Mikhaïl Gorbatchev parlait à Montréal, hier: souvenirs et pensées d'un grand homme.

Mario Roy LA PRESSE

L'humanité est-elle, comme on l'entend souvent, une esclave soumise à des forces supérieures - dieux assortis, demi-dieux de la finance ou obscurs conspirateurs? Est-elle cette chose insignifiante incapable de changer quoi que ce soit aux mystérieux systèmes qui la gouvernent? Et si les êtres humains pris dans leur ensemble sont impuissants à agir de façon significative, comment penser qu'un seul homme ait pu ou puisse changer le cours de l'Histoire?
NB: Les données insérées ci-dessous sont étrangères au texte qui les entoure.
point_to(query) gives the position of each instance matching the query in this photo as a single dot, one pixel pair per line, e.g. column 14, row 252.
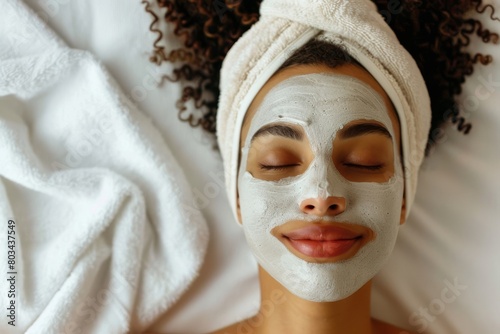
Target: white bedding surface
column 450, row 239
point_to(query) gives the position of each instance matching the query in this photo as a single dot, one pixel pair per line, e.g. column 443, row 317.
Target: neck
column 283, row 312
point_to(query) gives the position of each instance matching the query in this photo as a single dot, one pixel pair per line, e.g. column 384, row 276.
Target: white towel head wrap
column 285, row 26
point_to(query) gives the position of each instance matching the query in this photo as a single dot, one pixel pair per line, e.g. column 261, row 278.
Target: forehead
column 282, row 78
column 309, row 99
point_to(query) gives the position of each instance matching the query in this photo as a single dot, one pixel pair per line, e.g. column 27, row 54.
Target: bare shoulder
column 232, row 329
column 380, row 327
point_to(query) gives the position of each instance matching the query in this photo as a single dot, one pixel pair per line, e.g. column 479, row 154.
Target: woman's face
column 320, row 181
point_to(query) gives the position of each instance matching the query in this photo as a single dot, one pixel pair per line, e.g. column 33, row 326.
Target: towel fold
column 107, row 236
column 285, row 26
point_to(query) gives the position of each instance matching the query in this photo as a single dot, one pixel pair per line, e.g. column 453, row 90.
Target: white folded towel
column 286, row 25
column 108, row 236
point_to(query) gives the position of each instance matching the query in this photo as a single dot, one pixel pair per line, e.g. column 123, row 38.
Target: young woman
column 331, row 141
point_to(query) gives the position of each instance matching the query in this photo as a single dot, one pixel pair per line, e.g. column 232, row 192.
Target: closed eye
column 277, row 167
column 365, row 167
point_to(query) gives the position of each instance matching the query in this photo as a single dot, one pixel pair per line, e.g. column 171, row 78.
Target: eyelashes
column 348, row 165
column 277, row 168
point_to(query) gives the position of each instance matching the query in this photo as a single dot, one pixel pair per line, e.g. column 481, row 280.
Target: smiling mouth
column 328, row 242
column 323, row 248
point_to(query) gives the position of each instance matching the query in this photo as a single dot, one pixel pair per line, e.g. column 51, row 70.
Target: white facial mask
column 321, row 104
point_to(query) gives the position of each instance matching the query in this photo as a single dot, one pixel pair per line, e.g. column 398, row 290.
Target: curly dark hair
column 435, row 33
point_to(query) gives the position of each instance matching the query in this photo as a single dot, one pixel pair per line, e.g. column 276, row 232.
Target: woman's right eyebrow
column 281, row 130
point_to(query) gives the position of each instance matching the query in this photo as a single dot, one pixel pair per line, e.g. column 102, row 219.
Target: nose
column 330, row 206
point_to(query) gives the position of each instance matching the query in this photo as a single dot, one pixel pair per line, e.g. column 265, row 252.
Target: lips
column 323, row 241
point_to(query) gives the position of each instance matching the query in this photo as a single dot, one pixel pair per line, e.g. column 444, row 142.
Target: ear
column 403, row 212
column 238, row 210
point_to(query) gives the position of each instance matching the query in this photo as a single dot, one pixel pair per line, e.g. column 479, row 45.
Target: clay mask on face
column 321, row 104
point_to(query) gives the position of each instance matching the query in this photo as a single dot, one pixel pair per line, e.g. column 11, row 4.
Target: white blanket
column 107, row 237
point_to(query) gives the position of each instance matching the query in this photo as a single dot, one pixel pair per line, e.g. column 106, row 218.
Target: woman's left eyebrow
column 281, row 130
column 363, row 129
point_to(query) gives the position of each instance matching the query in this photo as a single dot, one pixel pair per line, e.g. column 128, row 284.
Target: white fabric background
column 451, row 234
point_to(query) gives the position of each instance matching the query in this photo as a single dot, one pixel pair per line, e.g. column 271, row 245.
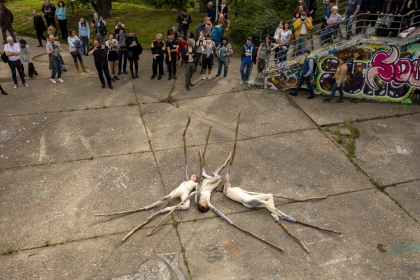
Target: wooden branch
column 298, row 199
column 236, row 137
column 259, row 238
column 317, row 227
column 120, row 213
column 294, row 236
column 139, row 226
column 185, row 150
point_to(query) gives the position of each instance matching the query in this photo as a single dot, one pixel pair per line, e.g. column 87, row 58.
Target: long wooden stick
column 257, row 237
column 318, row 227
column 185, row 151
column 298, row 199
column 139, row 226
column 120, row 213
column 294, row 236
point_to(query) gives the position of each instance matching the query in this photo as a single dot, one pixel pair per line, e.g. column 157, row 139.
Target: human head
column 71, row 32
column 202, row 206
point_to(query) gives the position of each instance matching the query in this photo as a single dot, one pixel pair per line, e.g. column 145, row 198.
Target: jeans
column 300, row 44
column 197, row 60
column 307, row 80
column 63, row 27
column 283, row 53
column 245, row 75
column 122, row 53
column 328, row 32
column 56, row 67
column 17, row 65
column 85, row 42
column 349, row 26
column 101, row 76
column 334, row 89
column 225, row 68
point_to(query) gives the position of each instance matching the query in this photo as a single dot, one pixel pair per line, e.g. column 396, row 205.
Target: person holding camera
column 112, row 46
column 207, row 57
column 188, row 54
column 53, row 50
column 99, row 55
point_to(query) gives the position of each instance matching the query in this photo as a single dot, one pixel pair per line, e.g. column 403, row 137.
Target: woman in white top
column 112, row 46
column 76, row 50
column 277, row 39
column 284, row 41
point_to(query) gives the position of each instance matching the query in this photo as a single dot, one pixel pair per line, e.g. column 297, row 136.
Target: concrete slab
column 327, row 113
column 57, row 202
column 387, row 149
column 42, row 95
column 261, row 115
column 156, row 257
column 408, row 195
column 71, row 135
column 216, row 250
column 300, row 164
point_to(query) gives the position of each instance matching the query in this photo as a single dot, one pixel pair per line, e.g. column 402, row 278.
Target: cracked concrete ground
column 68, row 151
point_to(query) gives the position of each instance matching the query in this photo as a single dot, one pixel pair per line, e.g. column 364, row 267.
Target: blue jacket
column 61, row 13
column 216, row 35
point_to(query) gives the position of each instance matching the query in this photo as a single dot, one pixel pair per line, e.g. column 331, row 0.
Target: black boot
column 3, row 92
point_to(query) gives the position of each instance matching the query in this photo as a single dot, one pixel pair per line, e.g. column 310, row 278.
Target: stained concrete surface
column 62, row 160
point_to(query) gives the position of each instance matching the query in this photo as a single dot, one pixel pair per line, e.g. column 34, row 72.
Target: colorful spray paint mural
column 376, row 70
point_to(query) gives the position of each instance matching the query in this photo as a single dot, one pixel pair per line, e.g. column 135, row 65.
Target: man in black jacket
column 188, row 53
column 49, row 13
column 100, row 56
column 184, row 20
column 6, row 20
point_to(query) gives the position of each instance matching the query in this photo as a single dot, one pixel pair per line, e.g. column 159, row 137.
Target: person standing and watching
column 188, row 54
column 100, row 28
column 184, row 20
column 303, row 26
column 207, row 57
column 211, row 13
column 340, row 77
column 305, row 75
column 248, row 52
column 76, row 50
column 12, row 51
column 224, row 52
column 172, row 50
column 53, row 50
column 39, row 27
column 99, row 56
column 158, row 52
column 49, row 12
column 6, row 21
column 122, row 52
column 60, row 12
column 84, row 34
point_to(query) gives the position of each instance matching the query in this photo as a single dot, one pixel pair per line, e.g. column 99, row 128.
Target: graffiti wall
column 376, row 70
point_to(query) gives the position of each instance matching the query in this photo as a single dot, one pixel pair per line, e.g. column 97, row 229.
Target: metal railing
column 315, row 40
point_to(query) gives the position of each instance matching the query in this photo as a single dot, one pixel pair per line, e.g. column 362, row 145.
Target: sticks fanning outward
column 185, row 151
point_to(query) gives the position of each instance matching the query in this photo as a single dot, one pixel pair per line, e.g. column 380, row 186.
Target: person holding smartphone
column 208, row 47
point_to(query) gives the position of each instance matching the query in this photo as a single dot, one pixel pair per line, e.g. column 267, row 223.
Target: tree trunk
column 104, row 8
column 203, row 6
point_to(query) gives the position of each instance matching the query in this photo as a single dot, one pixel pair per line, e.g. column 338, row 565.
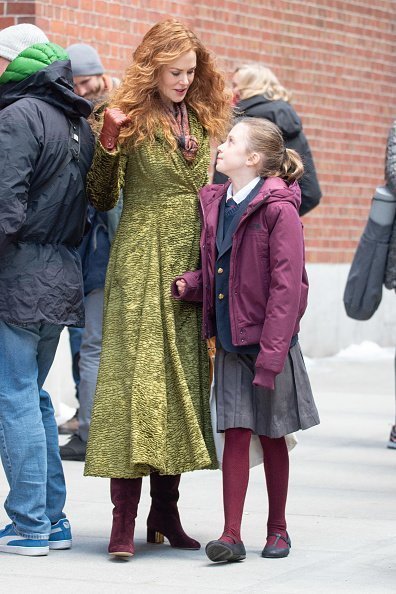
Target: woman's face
column 176, row 78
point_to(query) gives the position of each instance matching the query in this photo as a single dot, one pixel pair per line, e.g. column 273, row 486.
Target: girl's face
column 233, row 156
column 176, row 78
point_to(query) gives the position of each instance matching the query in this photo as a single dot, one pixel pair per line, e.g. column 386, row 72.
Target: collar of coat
column 274, row 189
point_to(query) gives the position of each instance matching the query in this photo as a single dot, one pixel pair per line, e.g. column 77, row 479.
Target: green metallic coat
column 151, row 407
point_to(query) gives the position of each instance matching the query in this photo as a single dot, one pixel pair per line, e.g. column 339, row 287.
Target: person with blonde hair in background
column 257, row 93
column 151, row 411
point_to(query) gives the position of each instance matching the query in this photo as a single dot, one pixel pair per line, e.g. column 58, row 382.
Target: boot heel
column 154, row 537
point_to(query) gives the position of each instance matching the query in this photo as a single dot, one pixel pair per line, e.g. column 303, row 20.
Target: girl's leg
column 276, row 466
column 235, row 481
column 230, row 547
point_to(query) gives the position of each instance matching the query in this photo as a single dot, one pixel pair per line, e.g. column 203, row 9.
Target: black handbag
column 363, row 291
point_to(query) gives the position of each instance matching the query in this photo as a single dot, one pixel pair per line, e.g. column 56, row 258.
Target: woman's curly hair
column 138, row 95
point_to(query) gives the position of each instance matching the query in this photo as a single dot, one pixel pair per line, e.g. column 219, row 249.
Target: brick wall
column 338, row 58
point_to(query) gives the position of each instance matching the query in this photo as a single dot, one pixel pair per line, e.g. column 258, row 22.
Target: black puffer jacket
column 390, row 177
column 285, row 117
column 40, row 229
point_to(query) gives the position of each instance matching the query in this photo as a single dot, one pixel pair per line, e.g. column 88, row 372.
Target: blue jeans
column 28, row 433
column 91, row 346
column 75, row 335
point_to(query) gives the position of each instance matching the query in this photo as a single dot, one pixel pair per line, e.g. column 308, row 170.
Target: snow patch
column 366, row 351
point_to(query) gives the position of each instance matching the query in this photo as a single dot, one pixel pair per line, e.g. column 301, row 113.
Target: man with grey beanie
column 45, row 152
column 86, row 345
column 90, row 80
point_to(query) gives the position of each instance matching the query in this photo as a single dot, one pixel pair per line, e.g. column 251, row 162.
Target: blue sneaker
column 60, row 537
column 11, row 542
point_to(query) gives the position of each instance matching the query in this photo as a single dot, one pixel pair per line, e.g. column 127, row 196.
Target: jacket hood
column 278, row 111
column 54, row 85
column 273, row 190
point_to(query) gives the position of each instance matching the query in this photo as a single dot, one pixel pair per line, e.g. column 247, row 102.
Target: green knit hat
column 31, row 60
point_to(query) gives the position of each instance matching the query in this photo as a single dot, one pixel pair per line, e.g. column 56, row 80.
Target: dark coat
column 285, row 117
column 40, row 230
column 268, row 285
column 390, row 177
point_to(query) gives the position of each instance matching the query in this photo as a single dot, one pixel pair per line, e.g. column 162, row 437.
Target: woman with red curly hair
column 151, row 412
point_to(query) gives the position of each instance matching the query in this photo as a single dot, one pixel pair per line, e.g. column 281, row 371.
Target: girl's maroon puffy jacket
column 268, row 284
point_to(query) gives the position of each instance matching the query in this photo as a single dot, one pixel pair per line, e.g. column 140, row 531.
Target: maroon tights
column 236, row 478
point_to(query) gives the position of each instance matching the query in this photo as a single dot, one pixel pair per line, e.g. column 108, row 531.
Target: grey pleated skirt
column 273, row 413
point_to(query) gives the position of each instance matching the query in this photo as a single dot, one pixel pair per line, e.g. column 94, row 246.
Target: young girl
column 254, row 288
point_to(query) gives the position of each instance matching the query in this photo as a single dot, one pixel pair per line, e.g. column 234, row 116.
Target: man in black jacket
column 45, row 151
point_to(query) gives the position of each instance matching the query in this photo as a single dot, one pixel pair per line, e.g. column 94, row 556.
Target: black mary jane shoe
column 272, row 552
column 219, row 550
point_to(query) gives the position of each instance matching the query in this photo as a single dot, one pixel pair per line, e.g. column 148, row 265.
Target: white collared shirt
column 243, row 192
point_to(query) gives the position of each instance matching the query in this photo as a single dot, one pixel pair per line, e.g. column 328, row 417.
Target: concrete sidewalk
column 341, row 512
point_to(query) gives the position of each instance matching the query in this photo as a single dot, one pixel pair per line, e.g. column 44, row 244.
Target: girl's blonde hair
column 260, row 80
column 265, row 138
column 138, row 94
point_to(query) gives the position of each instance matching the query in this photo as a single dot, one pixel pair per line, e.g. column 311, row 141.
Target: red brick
column 336, row 57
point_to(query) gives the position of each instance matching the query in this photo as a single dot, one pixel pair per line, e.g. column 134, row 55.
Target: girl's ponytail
column 292, row 167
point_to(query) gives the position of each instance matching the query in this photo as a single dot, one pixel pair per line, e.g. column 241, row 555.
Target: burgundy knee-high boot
column 163, row 519
column 125, row 496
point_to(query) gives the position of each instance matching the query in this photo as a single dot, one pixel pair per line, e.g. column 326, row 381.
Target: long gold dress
column 151, row 407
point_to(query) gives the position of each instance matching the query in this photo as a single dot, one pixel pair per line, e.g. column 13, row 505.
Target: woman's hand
column 181, row 286
column 114, row 119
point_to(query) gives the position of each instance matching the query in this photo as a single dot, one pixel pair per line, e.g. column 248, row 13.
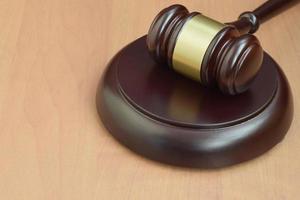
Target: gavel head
column 205, row 50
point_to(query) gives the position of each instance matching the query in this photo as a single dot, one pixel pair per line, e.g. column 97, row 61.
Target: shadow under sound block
column 166, row 117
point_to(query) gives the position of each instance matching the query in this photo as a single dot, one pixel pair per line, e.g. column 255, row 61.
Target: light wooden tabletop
column 52, row 143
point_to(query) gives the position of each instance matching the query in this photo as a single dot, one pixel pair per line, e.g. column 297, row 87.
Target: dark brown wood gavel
column 213, row 53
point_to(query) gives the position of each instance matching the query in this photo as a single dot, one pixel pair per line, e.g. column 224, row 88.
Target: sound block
column 168, row 118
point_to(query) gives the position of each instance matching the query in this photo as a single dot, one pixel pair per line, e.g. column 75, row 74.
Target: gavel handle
column 249, row 22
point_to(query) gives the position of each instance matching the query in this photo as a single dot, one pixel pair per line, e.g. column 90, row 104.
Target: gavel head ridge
column 205, row 50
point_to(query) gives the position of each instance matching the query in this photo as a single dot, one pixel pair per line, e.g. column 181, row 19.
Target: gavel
column 226, row 55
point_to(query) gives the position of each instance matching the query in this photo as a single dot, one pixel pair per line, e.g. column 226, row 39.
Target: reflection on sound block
column 168, row 118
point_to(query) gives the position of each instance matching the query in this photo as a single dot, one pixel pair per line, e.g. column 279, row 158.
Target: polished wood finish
column 169, row 118
column 53, row 145
column 231, row 61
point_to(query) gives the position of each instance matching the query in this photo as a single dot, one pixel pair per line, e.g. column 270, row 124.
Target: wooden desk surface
column 52, row 144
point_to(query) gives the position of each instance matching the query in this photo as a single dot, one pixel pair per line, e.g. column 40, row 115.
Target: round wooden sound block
column 169, row 118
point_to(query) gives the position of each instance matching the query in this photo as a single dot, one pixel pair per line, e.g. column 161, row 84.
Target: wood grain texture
column 52, row 143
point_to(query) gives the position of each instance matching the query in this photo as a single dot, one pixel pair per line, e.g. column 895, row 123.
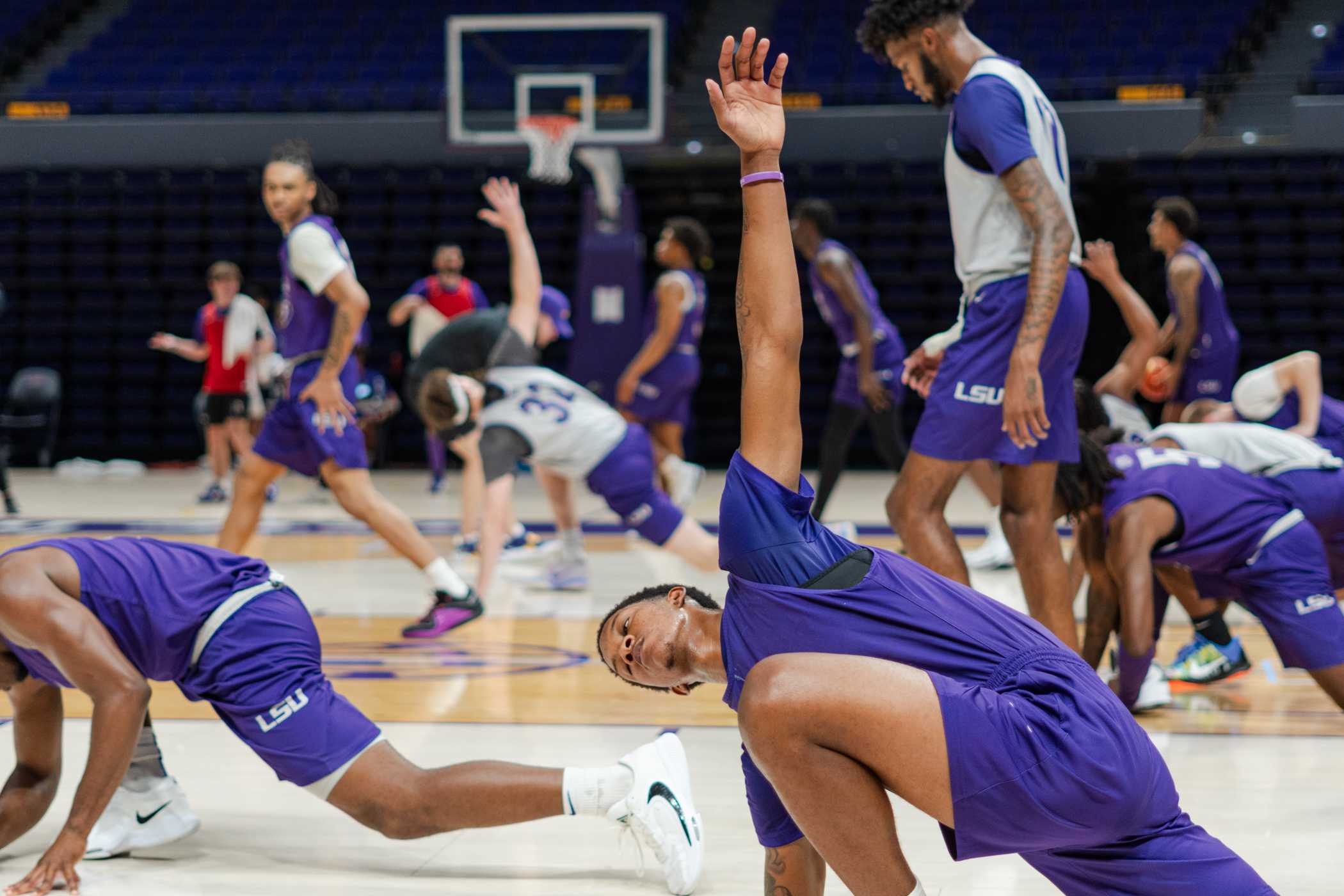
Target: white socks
column 444, row 578
column 572, row 546
column 593, row 792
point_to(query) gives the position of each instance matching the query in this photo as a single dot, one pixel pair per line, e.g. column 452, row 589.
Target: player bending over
column 856, row 672
column 104, row 616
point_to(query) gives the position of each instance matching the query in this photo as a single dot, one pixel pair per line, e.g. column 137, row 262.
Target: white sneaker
column 660, row 812
column 993, row 554
column 141, row 819
column 683, row 483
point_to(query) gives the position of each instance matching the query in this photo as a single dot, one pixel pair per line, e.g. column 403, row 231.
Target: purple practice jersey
column 304, row 323
column 692, row 310
column 151, row 595
column 1329, row 431
column 1222, row 513
column 832, row 309
column 1215, row 336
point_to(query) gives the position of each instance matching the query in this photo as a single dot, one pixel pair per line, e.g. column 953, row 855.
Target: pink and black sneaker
column 447, row 614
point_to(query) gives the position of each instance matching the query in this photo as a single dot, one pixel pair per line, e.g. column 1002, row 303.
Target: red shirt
column 449, row 303
column 210, row 330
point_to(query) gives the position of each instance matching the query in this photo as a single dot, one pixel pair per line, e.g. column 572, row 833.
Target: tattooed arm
column 1037, row 202
column 796, row 870
column 750, row 111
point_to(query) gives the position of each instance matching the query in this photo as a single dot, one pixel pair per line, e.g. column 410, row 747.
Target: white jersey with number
column 570, row 429
column 992, row 242
column 1252, row 447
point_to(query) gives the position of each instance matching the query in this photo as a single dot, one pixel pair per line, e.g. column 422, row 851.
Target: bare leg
column 694, row 545
column 916, row 509
column 1332, row 683
column 826, row 724
column 217, row 446
column 474, row 483
column 1030, row 525
column 355, row 492
column 249, row 499
column 399, row 799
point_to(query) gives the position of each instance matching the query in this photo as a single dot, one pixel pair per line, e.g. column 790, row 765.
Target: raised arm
column 1123, row 379
column 838, row 273
column 769, row 308
column 796, row 870
column 1039, row 206
column 525, row 272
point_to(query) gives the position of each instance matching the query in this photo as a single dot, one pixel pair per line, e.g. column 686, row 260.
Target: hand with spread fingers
column 749, row 106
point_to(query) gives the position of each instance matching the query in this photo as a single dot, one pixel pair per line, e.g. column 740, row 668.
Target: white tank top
column 570, row 429
column 1252, row 447
column 992, row 241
On croit à cette désespérante fatalité. Puis on rencontre un homme comme Mikhaïl Gorbatchev et on n'y croit plus.

Le dernier secrétaire général du Parti communiste de l'Union soviétique parlait à Montréal, hier. Il est titulaire d'un gigantesque bagage politique qu'il déballe avec sincérité et élégance.

En fait, à 80 ans, Gorbatchev est un monument vivant, associé à une période charnière, non seulement de l'histoire contemporaine, mais de celle de l'espèce, littéralement. Lui et Ronald Reagan ont en effet déclenché une révolution que l'on croyait impossible et dont l'échec, dans le pire des scénarios, aurait pu conduire à l'holocauste nucléaire.

Aujourd'hui, le grand combat que mène Gorbatchev est précisément celui du désarmement nucléaire total et global.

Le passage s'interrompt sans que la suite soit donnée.